The inner part of the country is a flat plain, which to the east
turns into a plateau of rocky cliffs and cut river valleys. During the rainy
season, the rivers cross their banks, and when there is high tide along the
coast, a third of Guinea-Bissau's area is submerged. The dry season is
characterized by northeast winds; the natural vegetation is savanna.
Agriculture. The country is completely dominated by family farms,
which grow mainly for self-sufficiency, supplemented by a few export crops. On
the coast, there are cashew nuts and oil palm products, and here fishery
supplements the food supply. Inland, peanuts are grown, in addition to rice,
corn, millet and sweet potatoes for their own consumption.
Population and living conditions. Living standards are low and in
the unhealthy coastal region, large parts of the population have malaria. More
than 10% of children die during their first year of life, and life expectancy is
estimated to be 45 years for men and 49 years for women (2006). The population
is growing by 2% per year as a result of a high birth rate; each woman gives
birth to an average of five children. The largest ethnic groups are the Muslim peul (fulani),
especially cattle people, as well as malinké. In the coastal region
live balant, and in the islands bijagos, which have a
matriarchal order of society. At the mouth of the Geba River lies Bissau, the
country's capital and only major city with administration, the main port and
airport, as well as a few industrial companies that process agricultural
products. The country's very low level of development is reflected, among other
things. of energy consumption, which is stated to be 37 kg of oil equivalent per
year. per person per year, which is an extremely small number.

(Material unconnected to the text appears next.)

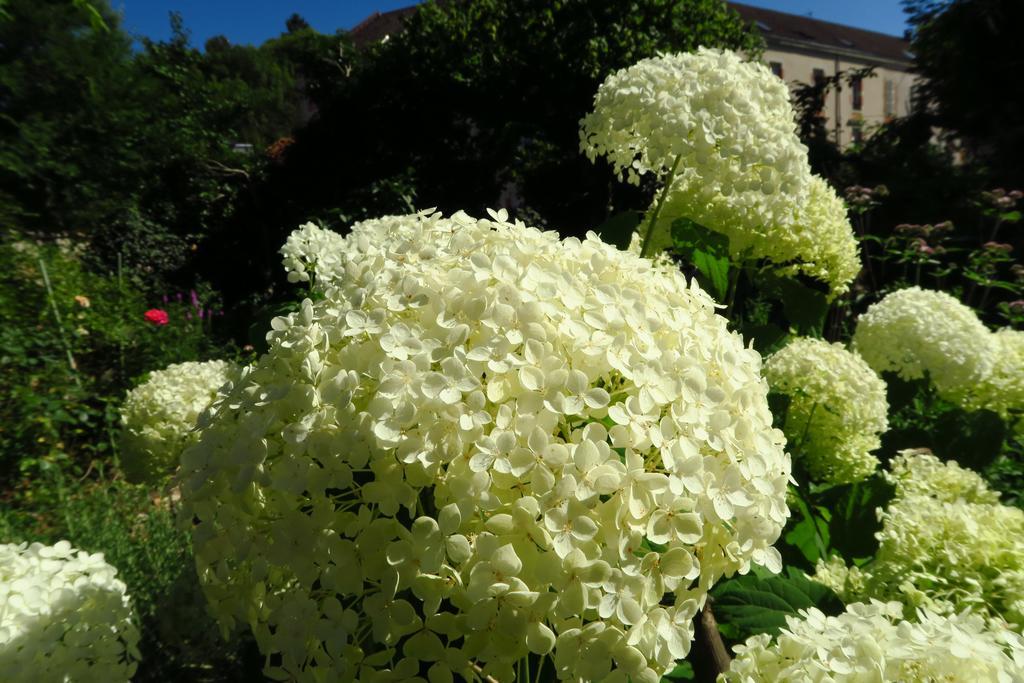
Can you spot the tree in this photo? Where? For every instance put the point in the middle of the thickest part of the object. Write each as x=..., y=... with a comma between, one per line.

Do you know how many people there are in
Guinea-Bissau? Check this site to see population pyramid and resident
density about this country.
Economy. Since independence in 1974, the country's situation has
gradually deteriorated, and in the mid-1980's the economy lay in ruins with high
inflation, a persistent current account deficit and an incalculable external
debt. In addition, agriculture was affected by drought and grasshopper attacks
for several years. In 1987, Guinea-Bissau obtained a loan from the World
Bank and the IMF, but had to accept a structural adjustment program aimed at
reducing the public sector. by layoffs. In addition, the private sector was
strengthened by removing price controls and trade restrictions. In 2000, the
World Bank and the IMF awarded Guinea-Bissau debt relief support under the HIPC
(Heavily Indebted Poor Countries) program); however, the aid was
suspended in 2001 due to suspected fraud.
The civil war of 1998 caused major infrastructure destruction and a sharp
decline in GDP. The situation improved somewhat in the following years, but the
economy remains in very poor condition. Guinea-Bissau is heavily indebted and
dependent on foreign aid.
In 1988, the government entered into an agreement with chemical companies in
the United Kingdom, the United States and Switzerland to dump $ 15 million. t
waste in the country. It could have meant a lot of revenue to the country, but
international pressure from exile politicians and environmental organizations
prompted the government to cancel the deal.
Guinea-Bissau - language
Guinea-Bissau - language spoken approximately 20 Nigerian-Kordofan languages in the
country, including the West Atlantic languages balanta of approximately 370,000
and fulani of approximately 245,000, as well as man-language Mandinka spoken
by about 155,000. At independence in 1974, it was planned that the
Portuguese-based creole crioulo that serves as the lingua franca,
should be the official language, but Portuguese is still used in the
administration, the media and the educational system.